Although Portnoy says he didn’t expect to sell the business this early, it’s a validation of the company’s decision to pivot from its original model — a yield management platform for small businesses — late last year. The idea was to use mobile advertising to deliver businesses nearby customers during downtimes by analyzing spending trends as well as contextual indicators like weather. The problem was not with the SMB market, it was the mobile ecosystem.  The company could not scale enough impressions through partnerships with detailed enough location data (down to 100 meters in granularity) needed to achieve the thickness necessary to serve businesses.

“It was nice, in theory,” Portnoy said about the original model. “We had really nice uptick in SMBs. But the fundamental gap was buying mobile ads was really tricky.  We thought, this is 2011, and all of these mobile ad nets have talked about doing hyperlocal, they’ve figured it out. But no one had solved it.”

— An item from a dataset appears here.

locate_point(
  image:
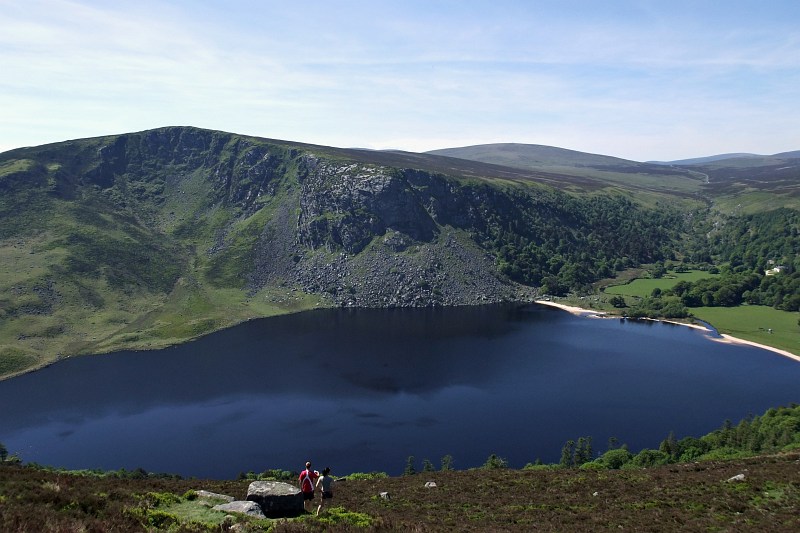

As Portnoy points out, part of the problem is that many of the players involved in building the mobile advertising ecosystem come from online advertising, where location is irrelevant. The plumbing, so to speak, lacks the necessary specs for clean and efficient sharing of location data.

The key here is that location data is complicated. Turning real-time location from a data point into a place with meaning — whether that’s for advertisers or others — is as much about contextual indicators than the lat-long itself. The exits of Geoloqi and ThinkNear demonstrate its value, but for location advertising (and mobile advertising as a whole) to grow, the mobile ecosystem needs to begin to understand location, together.

Steven Jacobs is deputy editor of Street Fight.